September 16, 2020 at 4:37 pm
Hi Mr. John. Great effort as always.
I have following confusion which i am trying to clarify:
1) In example 1 – While consolidating, we did not added up share capital of subsidiary company (10,000) to the parent company. Parent company’s share capital stood at (25,000) before and after the consolidation. Does it mean that the (10,000) share capital of “S” was already included in the share capital of “P”? If this is the reason then i got the logic else please explain otherwise. And if it was already included in 25,000 share capital of P, then why we were showing investment of 10,000 separately in un-consolidated account of P?
2) In example 2 – We have eliminated the previously carrying retained earning of “S” (8,000) while consolidating the retained earnings of both the companies. It may be possible that “S” may have declared the dividends of all 8,000 after it was acquired by “P”. Or if not, then may be it can declare in coming next months. My question is, how long this 8,000 will keep on eliminated for how many years? Can there be any event in future which let that 8,000 not to continue further?
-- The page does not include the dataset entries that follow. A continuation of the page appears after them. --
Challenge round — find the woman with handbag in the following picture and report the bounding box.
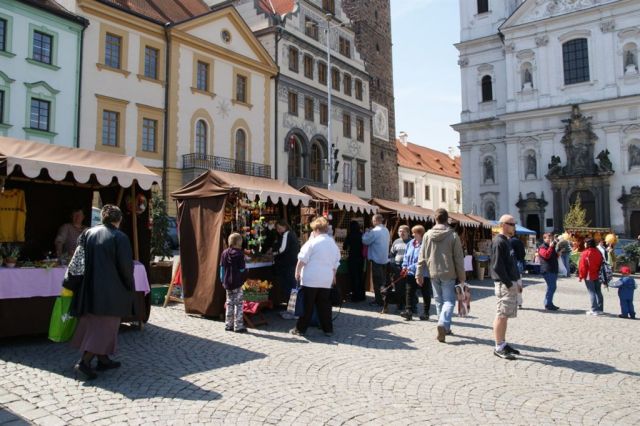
[578,238,604,316]
[290,217,340,336]
[70,204,134,380]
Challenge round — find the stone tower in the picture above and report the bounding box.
[342,0,398,201]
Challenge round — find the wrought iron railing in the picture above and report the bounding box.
[182,153,271,178]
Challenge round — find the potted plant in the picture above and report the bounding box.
[616,242,640,272]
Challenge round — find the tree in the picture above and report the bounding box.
[564,194,591,229]
[151,192,173,259]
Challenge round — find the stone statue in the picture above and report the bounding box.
[629,145,640,170]
[549,155,562,176]
[596,149,613,172]
[527,154,538,177]
[484,158,495,183]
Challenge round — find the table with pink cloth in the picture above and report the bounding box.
[0,262,150,299]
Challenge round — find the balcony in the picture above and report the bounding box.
[182,154,271,178]
[287,176,327,189]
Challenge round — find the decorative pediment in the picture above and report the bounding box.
[500,0,617,29]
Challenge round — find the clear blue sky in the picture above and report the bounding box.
[391,0,461,152]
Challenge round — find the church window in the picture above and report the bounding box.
[481,75,493,102]
[562,38,589,84]
[478,0,489,14]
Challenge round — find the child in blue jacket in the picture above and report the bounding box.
[618,266,636,319]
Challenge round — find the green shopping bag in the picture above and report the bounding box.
[49,296,78,342]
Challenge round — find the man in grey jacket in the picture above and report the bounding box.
[416,209,465,343]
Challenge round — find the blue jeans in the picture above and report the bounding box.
[425,278,456,331]
[542,272,558,308]
[584,280,603,312]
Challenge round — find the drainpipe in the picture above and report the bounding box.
[162,23,171,201]
[73,25,87,148]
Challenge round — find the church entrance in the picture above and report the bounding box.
[525,214,541,238]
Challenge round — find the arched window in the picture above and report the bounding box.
[288,136,302,177]
[309,143,322,182]
[482,75,493,102]
[235,129,247,174]
[562,38,589,84]
[195,120,207,157]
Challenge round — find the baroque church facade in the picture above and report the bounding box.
[453,0,640,237]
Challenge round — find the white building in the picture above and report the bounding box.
[205,0,373,198]
[0,0,88,147]
[396,132,462,213]
[453,0,640,236]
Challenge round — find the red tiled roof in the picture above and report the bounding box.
[396,139,461,179]
[258,0,297,16]
[99,0,210,24]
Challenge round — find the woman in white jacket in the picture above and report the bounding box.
[291,217,340,336]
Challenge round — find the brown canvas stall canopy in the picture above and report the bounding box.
[0,137,160,336]
[171,170,311,316]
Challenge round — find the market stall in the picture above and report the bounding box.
[171,170,311,316]
[0,137,160,337]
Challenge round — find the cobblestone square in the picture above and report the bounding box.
[0,278,640,425]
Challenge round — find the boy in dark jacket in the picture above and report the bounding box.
[220,233,247,333]
[618,266,636,319]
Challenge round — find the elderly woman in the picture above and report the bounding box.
[578,238,604,316]
[290,217,340,336]
[401,225,431,321]
[70,204,134,380]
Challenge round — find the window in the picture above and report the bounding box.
[0,18,7,52]
[356,117,364,142]
[102,109,120,146]
[562,38,589,84]
[142,118,158,152]
[289,47,298,72]
[304,17,318,40]
[342,114,351,138]
[302,55,313,79]
[478,0,489,14]
[104,33,122,69]
[331,68,340,90]
[304,96,313,121]
[322,0,336,15]
[309,143,322,182]
[33,31,53,64]
[339,37,351,58]
[402,180,414,198]
[144,46,160,80]
[195,120,207,157]
[318,62,327,84]
[320,102,329,126]
[289,92,298,115]
[343,74,351,96]
[236,74,247,103]
[356,161,365,191]
[356,78,362,101]
[482,75,493,102]
[196,61,209,92]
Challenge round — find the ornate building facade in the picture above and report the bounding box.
[453,0,640,237]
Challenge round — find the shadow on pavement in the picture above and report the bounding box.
[0,324,266,401]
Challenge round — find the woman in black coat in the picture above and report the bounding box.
[70,204,135,380]
[342,220,366,302]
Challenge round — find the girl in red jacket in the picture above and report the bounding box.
[578,238,603,316]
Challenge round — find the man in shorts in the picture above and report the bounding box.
[490,214,520,360]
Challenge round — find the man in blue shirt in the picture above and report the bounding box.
[362,214,390,306]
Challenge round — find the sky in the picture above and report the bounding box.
[391,0,461,152]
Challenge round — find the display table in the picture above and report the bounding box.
[0,262,150,337]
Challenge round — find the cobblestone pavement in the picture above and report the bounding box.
[0,279,640,425]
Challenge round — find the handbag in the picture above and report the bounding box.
[49,296,78,342]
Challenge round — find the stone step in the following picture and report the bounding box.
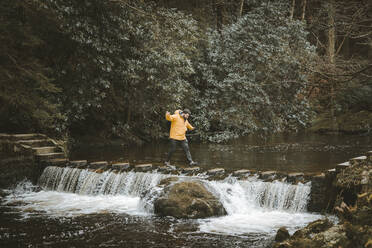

February 2, 2020 at 1:43 pm
39000+7000=46000, not 45000
February 2, 2020 at 1:47 pm
ohhh sorry, I copied the exercise wrong 🙂 thats why it didnt matched with me at the very end
August 30, 2019 at 6:16 pm
1.What adjustments do we make for Share premium? Shall I consider only for the parent company or both?
2. Are equity shares equal to share capital?
April 27, 2019 at 9:14 am
sir i am still unclear about why we are not showing the investment amount and share capital of subsidiary in the consolidated sofp, because the justification you provided that we are bringing the net assets of subsidiary is confusing, because then why are we bringing the retained earnings of subsidiary??
April 27, 2019 at 9:40 pm
You will know from the very earliest FA lectures that net assets are equal to share capital plus reserves.
April 28, 2019 at 8:46 am
i would like to thank you for your teaching, may God bless you
December 13, 2018 at 1:48 pm
Sir, you say that we ignore the share capital of the subsidiary company in the Consoliated SoFP; my understanding is that the “share capital” of the subsidiary company is represented by its assets and liabilities in the Consolidated SoFP, is this correct?
December 13, 2018 at 4:16 pm
What you write is true. But what I say in the lecture is that we do not show the share capital of the subsidiary in the consolidated accounts precisely because we are replacing it with the net assets.
November 9, 2018 at 8:38 am
About the consolidated accounts, we do a fair value adjustment when the fair value is higher than the carrying value, what about when the fair value is lower than the carrying amount? do we do an adjustment (negative one) as well?
September 29, 2018 at 12:07 pm
Thank You so much for the Fantastic teachings. I appreciate it.
I have a quick question. I work in a subsidiary company that is involved in selling contents to the Parent at a Mark-up of 5% and VAT of 5% and the Parents company Pay for this service. First question is, while computing the Net VAT to be remitted to the tax authority, is it proper to deduct the VAT that happened as inter-company sales or just concentrate on the VAT output tax charged to other companies
Second During consolidation, how do we treat the VAT element in the PUP and Profit made from sales.
Is it even right to charge VAT in the first place for inter-company transactions.
September 30, 2018 at 9:53 am
Please do not ask this sort of question as a comment on a lecture.
The VAT treatment is not examinable in Paper FA – you need to ask in the Paper TX Ask the Tutor Forum.